I asked Jon about a brief “return stint” with DOA when the band were in need of a drummer last year. “The Subhumans weren’t doing anything, and Joe phoned me up. It was a blast. The songs came back really fast, and it brought back a lot of really good memories, and Joey and I had time to - I won’t say kiss and make up, but he actually apologized for the way a few things came out in the book,” I, Shithead, “and a few other things: it was all water under the bridge, and we shook and had a great time.” Jon Card by Femke van Delft
One of the more interesting details of Jon’s tenure with the Subhumans is that he is, in fact, playing the drumkit that belonged to Dimwit, who died of a heroin overdose in 1994. “This is a beautiful kit - it’s a Milestone kit with Rogers and Ludwig hardware, so it’s basically custom-made. Dimwit had several different drumkits, and this one was one of the coolest; he ended up trading this one in at Drums Only. When I joined DOA, I had this Ludwig set. It was a great set of drums, but they were smaller drums; it had a 22” bass drum, and I wanted a 24. Instead of a 16” floor tom, I wanted an 18. I wanted bigger tubs for DOA: big band, big guys, big drums, this is what Joe was saying, and I went along with that. We went into Drums Only, and I see this silver sparkle Milestone kit, and it ends up being Dimwit’s old kit. Boom - I grabbed it. It has a great history, and now it’s been with me for a long time,” over twenty years and nearly fifty bands, Jon reckons. “Let’s just say it’s seen a lot of blood, sweat and tears!”
Subhumans fans have at least two things to look forward to in the near future, in addition to the August 29th gig at the Cobalt. Alternative Tentacles will be releasing Death Was Too Kind, a compilation of early Subhumans’ singles and their first self-titled EP, in September. Jon, of course, does not appear on these recordings. However, he does appear on the Subhumans’ cover version of a song he wrote for Personality Crisis, “Piss On You,” soon to appear on the soundtrack to a documentary about the BYO label - who originally released the Personality Crisis version. “We changed the song around a little bit, added a chorus at the end, and everything turned out cool.
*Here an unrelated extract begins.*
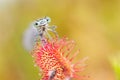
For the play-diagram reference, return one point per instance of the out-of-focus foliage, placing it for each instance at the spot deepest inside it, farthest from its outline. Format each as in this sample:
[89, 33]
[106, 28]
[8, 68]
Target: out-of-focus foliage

There’s actually triangle on the song now,” Jon smirks mischievously. “It’s to represent the tinkle."
5 comments:
This is awesome! My favorite Canadian drummer.
Jon is my cousin and my friend, thanks for all the comics!! Keep on drummin.............Cousin Greg From New Mexico
I'm Jon's cooler cousin Scott from Utah. Jon rocks but don't ever play poker with him--he is a card shark and taught me the only trick I know. Jon could go toe to toe w/ Neal Pert anyday. Thanks for all the Mad Magazines and good times cuz.
In 1977, Jon Card baptized me into The Church of Jesus Christ of Latter-day Saints. It seems our paths in life have diverged.
DB aka Freddy Mercury? I was born in the same hospital as Jon. Where'd you end up?